4. Can Yücel meselesi
Nedim Günsür’ün Can Yücel ile olan münakaşası, sanat dünyasınca bilinen ve Günsür’e de “Can Yücel Portreleri”ni resmettiren bir olay. Hikâye şu: Bir gece, ressam Avni Erbaş’ın evinde toplanılır. Can Yücel ile Bedri Rahmi de konuklar arasındadır. Nedim Günsür ne söylerse Can Yücel aksini savunur tüm gece. Günsür ortamda yeni ve hocalarının arasında olduğu için alttan alıp sessiz kalır. Lakin yanıt verememenin getirdiği iç sıkıntısından olacak ki, o gece eve döndüğünde yarım düzine Can Yücel portresi yapar. Kavga sevmeyen, barışçıl tabiatlı Günsür, bu özelliklerine karşın kendisini hak etmediği bir duruma düşüren Can Yücel’e olan kızgınlığını yine sanatıyla gösterir ve ortaya çok önemli sanat eserleri çıkar.

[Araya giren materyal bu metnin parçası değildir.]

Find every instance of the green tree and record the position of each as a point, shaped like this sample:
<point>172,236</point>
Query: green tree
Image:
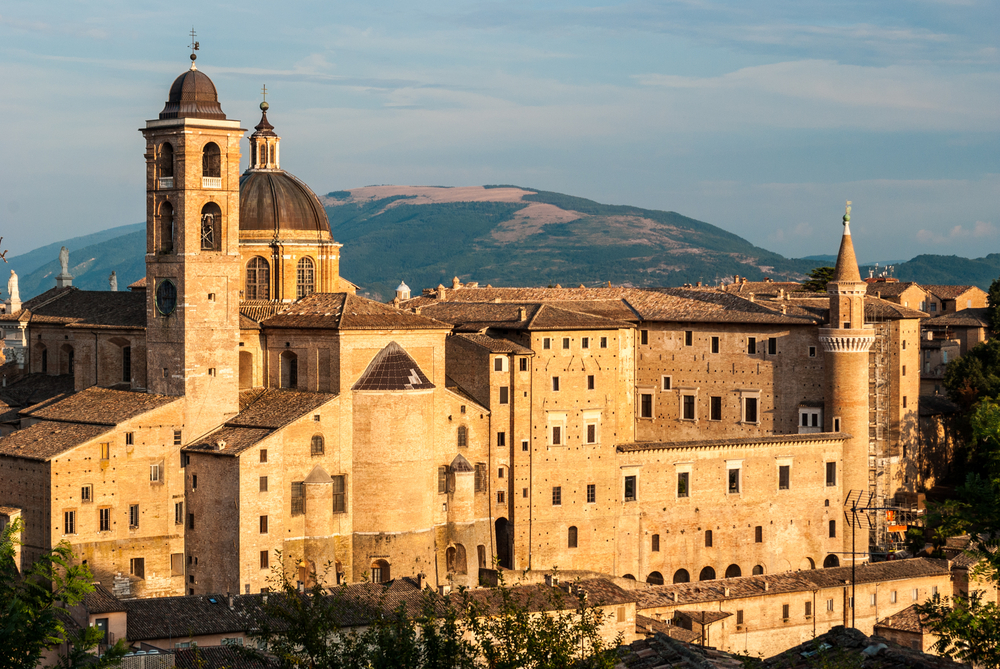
<point>818,278</point>
<point>968,628</point>
<point>33,615</point>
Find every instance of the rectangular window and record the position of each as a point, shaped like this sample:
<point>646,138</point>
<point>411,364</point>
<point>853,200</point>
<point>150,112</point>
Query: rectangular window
<point>687,409</point>
<point>645,405</point>
<point>298,498</point>
<point>631,490</point>
<point>340,493</point>
<point>715,408</point>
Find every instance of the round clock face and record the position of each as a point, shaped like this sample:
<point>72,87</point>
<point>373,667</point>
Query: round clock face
<point>166,297</point>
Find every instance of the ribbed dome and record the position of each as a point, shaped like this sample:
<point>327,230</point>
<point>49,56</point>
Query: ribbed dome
<point>193,95</point>
<point>275,201</point>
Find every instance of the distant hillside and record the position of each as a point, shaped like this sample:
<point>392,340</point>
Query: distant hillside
<point>507,235</point>
<point>501,235</point>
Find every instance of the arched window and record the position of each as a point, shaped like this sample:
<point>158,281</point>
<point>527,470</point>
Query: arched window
<point>165,161</point>
<point>258,279</point>
<point>289,370</point>
<point>211,161</point>
<point>166,228</point>
<point>305,278</point>
<point>211,222</point>
<point>380,571</point>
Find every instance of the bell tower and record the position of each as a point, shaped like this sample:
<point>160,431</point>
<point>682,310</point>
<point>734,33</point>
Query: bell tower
<point>192,252</point>
<point>846,341</point>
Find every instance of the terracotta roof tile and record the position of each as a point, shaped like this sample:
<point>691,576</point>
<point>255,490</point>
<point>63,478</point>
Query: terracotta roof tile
<point>98,406</point>
<point>344,311</point>
<point>392,368</point>
<point>45,440</point>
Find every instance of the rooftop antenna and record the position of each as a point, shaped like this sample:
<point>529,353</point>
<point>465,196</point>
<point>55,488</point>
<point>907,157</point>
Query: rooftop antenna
<point>195,46</point>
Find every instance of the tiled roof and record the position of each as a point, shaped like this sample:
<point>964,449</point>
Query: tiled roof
<point>102,601</point>
<point>234,440</point>
<point>86,308</point>
<point>344,311</point>
<point>949,292</point>
<point>844,646</point>
<point>392,368</point>
<point>907,620</point>
<point>45,440</point>
<point>496,344</point>
<point>976,317</point>
<point>790,581</point>
<point>635,446</point>
<point>98,406</point>
<point>272,408</point>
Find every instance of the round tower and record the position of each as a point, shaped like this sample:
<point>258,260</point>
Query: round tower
<point>846,341</point>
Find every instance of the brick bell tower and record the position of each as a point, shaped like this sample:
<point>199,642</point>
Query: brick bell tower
<point>192,253</point>
<point>846,341</point>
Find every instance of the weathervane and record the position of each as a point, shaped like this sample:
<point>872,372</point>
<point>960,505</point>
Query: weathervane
<point>194,47</point>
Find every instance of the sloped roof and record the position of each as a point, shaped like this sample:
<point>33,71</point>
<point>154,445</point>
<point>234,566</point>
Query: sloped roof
<point>345,311</point>
<point>392,368</point>
<point>98,406</point>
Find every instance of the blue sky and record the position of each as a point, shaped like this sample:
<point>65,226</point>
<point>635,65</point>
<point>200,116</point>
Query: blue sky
<point>761,118</point>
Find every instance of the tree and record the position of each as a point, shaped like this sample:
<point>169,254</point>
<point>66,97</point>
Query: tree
<point>818,278</point>
<point>968,628</point>
<point>33,614</point>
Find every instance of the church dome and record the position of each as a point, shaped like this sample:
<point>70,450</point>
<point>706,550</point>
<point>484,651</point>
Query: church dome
<point>274,201</point>
<point>193,95</point>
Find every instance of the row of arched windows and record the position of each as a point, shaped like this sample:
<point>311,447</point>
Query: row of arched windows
<point>258,278</point>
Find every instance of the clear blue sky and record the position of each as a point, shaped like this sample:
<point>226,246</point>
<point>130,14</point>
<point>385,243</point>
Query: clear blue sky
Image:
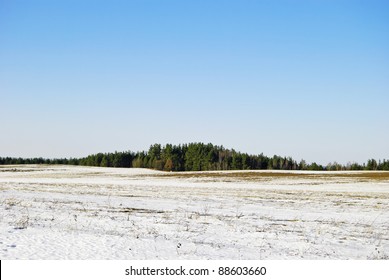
<point>307,79</point>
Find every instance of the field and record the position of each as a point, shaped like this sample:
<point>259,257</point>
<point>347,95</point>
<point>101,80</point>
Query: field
<point>72,212</point>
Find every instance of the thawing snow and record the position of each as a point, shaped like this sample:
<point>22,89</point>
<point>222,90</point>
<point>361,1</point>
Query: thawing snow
<point>72,212</point>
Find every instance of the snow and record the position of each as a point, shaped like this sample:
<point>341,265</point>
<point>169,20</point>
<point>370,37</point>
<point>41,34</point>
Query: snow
<point>72,212</point>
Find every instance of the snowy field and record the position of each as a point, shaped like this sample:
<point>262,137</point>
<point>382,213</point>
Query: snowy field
<point>71,212</point>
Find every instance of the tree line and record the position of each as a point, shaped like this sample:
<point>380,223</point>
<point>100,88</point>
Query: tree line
<point>196,157</point>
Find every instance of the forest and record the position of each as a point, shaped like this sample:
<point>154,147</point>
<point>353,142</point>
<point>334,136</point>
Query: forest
<point>196,157</point>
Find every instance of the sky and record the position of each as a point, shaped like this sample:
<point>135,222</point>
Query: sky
<point>307,79</point>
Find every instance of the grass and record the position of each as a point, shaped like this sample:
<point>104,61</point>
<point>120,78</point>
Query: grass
<point>266,175</point>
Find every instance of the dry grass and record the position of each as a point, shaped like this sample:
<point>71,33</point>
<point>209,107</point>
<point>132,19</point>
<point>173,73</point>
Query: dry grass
<point>265,175</point>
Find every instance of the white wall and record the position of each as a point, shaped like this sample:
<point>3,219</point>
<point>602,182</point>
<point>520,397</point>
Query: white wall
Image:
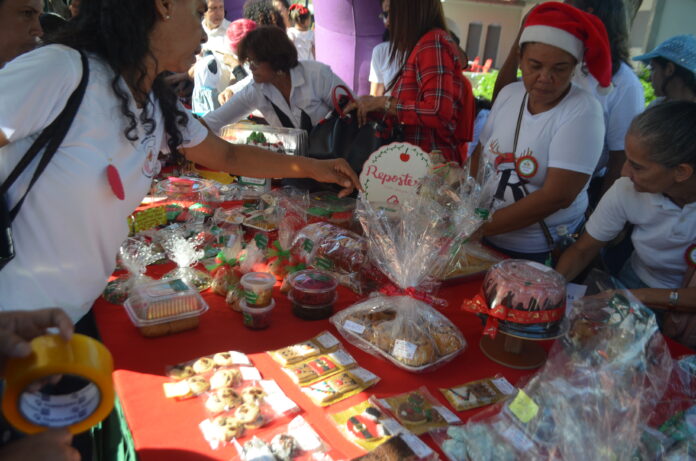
<point>509,17</point>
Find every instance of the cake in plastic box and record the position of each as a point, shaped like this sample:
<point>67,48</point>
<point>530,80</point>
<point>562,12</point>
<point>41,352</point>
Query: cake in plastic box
<point>526,286</point>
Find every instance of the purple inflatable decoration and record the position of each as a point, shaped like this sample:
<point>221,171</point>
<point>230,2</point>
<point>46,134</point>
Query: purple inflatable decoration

5. Edebiyat ve resim ilişkisi
Günsür, bir ressam olmakla beraber edebiyata da ilgi duyan, sıkı yazar dostluklarıyla da bilinen biridir. Onun edebiyat dünyasına ilk girişi, kitap kapak tasarımları ile başlar. Melih Cevdet Anday’ın bir kitabının kapak tasarımını üstlenmesi ilk örneklerdendir. Kitap kapakları için tasarladığı resimlerin yerini daha sonra, yaptığı resimlerin kitap kapağı olarak kullanılması alır. Tomris Uyar’dan Yılmaz Güney’e, Fakir Baykurt’a kadar, onun resimleri kitap kapağı olarak tercih edilir. Yaşar Kemal’in “Orta Direk” romanı da, Günsür’ün “Göçerler” serisine ilham kaynağı olur.
6. Onuncu Köy (1963)
Fakir Baykurt’un “Onuncu Köy” eserinden hareketle çizdiği tablodur.
7. Savaş Canavarı (1959)
Ressamın lise ve akademi yılları, Kurtuluş Savaşı’nın etkilerinin görüldüğü bir dönemdir. Bu dönemdeki pek çok ürününde savaş temasını işler.
8. Köylü Ailesi (1975)
İstanbul’a dönüp kent hayatı ve kentin kuşattığı insanları toplumsal bazda resmetmeden önce, Anadolu’da yaşayan biri olarak Anadolu insanını da çizer Günsür.